Submitted by Druss on Mon, 2007-04-02 01:34

I'm sure everybody out there who use Bit Torrent is aware that being connectable is highly recommended for best speeds and the general well being of the "swarm". For the unfortunate few who aren't, connectability is where you open an incoming port on your computer thereby allowing other peers in the Bit Torrent swarm to be able to contact you. It is however only required for one of the parties (connector or connectee) to be connectable for a connection to be made. However, if your PC is not connectable you immediately lose the ability to download and upload from other unconnectable peers. While the number of unconnectable users varies from tracker to tracker (less for private trackers and more for public ones) and ISP to ISP, I found out first hand yesterday how bad unconnectability can be, on a friend's laptop.

On a well seeded torrent on a private tracker, with lots of connectable peers, we were averaging about 100KB/s.

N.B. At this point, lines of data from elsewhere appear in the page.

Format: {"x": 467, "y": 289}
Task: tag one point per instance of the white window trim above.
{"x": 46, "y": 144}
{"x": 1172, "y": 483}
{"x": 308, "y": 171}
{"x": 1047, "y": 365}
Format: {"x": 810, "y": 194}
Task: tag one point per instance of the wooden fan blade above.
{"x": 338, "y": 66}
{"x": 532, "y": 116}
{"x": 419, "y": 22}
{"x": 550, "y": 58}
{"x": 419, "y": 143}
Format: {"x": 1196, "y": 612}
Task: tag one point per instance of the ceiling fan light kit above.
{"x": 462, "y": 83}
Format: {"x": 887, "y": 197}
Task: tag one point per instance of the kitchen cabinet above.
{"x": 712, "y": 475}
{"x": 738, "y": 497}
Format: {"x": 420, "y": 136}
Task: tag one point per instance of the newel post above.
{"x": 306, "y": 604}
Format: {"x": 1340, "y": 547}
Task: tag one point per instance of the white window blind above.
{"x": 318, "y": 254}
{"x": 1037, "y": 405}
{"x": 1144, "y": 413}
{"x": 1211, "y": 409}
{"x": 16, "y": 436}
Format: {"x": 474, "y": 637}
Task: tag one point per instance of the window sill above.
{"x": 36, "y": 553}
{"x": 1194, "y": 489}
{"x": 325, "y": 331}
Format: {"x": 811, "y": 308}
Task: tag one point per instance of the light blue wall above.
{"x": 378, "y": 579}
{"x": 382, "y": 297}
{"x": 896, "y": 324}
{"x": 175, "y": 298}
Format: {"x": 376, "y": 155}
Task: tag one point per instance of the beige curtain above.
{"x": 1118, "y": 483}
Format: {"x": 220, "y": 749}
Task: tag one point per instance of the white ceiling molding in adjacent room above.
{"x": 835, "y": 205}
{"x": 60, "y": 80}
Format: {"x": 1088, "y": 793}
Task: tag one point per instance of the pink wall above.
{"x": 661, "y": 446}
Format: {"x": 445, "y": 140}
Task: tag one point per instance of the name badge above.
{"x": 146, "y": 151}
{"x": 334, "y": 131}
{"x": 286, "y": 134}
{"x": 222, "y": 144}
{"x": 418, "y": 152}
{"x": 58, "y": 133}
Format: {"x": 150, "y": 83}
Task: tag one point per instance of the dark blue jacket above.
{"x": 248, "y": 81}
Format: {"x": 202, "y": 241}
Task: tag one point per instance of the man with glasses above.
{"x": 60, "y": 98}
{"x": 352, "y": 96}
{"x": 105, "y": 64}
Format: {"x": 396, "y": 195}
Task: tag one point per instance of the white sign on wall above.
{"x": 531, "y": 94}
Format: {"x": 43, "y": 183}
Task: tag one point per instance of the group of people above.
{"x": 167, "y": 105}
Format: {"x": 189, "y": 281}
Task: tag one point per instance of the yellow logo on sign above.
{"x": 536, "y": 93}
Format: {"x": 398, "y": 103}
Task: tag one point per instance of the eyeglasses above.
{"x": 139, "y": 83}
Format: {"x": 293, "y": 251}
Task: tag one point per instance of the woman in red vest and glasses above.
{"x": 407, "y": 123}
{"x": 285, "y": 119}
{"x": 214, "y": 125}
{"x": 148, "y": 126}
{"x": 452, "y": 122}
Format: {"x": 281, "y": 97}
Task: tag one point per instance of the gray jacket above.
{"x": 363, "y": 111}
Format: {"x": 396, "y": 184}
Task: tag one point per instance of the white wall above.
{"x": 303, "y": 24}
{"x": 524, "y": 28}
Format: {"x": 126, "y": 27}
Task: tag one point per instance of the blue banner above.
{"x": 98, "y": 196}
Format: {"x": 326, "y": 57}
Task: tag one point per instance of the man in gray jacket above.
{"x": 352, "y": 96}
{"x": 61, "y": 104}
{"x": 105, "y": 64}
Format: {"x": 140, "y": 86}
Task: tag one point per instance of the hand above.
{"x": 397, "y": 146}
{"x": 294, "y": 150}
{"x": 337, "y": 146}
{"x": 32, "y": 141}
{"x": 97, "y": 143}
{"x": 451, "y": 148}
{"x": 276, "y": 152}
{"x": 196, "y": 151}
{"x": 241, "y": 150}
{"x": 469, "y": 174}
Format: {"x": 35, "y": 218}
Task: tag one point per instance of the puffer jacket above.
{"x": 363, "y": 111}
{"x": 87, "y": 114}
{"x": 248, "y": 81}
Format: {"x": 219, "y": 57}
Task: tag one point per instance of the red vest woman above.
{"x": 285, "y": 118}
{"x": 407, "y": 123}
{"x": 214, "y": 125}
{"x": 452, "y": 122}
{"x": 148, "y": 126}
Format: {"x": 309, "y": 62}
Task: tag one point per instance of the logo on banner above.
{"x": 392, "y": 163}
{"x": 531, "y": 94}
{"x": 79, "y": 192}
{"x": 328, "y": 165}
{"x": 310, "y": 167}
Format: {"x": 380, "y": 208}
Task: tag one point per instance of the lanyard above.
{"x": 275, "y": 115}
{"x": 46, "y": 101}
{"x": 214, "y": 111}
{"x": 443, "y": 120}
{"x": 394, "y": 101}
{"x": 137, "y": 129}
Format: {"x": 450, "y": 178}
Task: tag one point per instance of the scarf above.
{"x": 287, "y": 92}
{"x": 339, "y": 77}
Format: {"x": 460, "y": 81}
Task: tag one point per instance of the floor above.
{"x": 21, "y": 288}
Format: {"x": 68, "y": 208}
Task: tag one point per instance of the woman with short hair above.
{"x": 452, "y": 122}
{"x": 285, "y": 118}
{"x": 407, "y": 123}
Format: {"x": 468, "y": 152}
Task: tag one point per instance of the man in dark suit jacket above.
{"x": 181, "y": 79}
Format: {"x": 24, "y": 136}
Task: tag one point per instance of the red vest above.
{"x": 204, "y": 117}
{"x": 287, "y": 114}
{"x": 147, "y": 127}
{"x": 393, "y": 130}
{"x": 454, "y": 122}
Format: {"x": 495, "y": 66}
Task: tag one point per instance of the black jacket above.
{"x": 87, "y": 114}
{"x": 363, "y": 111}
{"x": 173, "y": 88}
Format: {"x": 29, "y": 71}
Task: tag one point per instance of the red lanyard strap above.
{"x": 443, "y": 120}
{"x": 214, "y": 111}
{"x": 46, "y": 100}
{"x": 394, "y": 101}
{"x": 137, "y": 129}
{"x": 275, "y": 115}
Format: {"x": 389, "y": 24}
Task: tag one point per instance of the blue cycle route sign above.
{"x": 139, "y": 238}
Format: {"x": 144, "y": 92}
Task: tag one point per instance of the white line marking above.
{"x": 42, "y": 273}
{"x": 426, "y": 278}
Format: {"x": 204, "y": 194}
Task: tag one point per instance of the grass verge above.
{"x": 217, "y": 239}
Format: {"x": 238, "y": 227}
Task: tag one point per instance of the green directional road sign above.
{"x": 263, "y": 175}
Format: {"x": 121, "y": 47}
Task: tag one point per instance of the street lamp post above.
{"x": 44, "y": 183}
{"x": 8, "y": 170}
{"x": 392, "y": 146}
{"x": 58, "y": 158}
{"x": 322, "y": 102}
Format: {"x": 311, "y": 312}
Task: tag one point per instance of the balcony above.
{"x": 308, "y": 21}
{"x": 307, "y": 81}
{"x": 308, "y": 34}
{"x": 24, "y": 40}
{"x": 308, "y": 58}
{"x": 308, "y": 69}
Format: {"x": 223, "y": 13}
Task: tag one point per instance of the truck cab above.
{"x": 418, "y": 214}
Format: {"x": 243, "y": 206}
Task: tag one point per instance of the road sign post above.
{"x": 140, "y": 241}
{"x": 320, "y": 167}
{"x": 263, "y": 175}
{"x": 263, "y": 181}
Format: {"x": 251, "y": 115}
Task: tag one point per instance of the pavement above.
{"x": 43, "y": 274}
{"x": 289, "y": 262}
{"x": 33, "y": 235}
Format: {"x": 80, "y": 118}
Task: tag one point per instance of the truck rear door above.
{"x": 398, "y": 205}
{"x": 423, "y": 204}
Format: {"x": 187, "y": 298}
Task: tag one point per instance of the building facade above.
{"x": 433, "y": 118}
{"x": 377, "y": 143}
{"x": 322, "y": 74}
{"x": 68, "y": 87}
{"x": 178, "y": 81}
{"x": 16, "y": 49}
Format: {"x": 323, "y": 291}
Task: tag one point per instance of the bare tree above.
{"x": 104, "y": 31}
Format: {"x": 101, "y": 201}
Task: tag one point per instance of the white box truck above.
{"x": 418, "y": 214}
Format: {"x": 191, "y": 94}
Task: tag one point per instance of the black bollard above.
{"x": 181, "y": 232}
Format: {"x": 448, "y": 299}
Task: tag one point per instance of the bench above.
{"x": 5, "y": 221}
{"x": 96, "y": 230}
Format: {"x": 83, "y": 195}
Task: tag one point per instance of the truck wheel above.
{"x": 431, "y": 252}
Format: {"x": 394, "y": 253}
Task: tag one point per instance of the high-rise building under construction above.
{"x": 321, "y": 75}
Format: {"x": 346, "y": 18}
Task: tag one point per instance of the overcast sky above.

It didn't matter if we were connectable or not. His ISP is also notorious for traffic shaping and generally throttling p2p traffic. However, on a public torrent with about 10 peers, there was a (substantially) palpable difference in speeds. Speeds when connectable were about 80KB/s mark. However, when unconnectable, we couldn't clock anything greater than 8KB/s.

So, moral of the story: Be connectable; choose your ISP wisely.

Comments

Very well explained. Non of this rubbish about going into port forwarding, but simply explaining what is the result of not being connectable. Thanks for the post.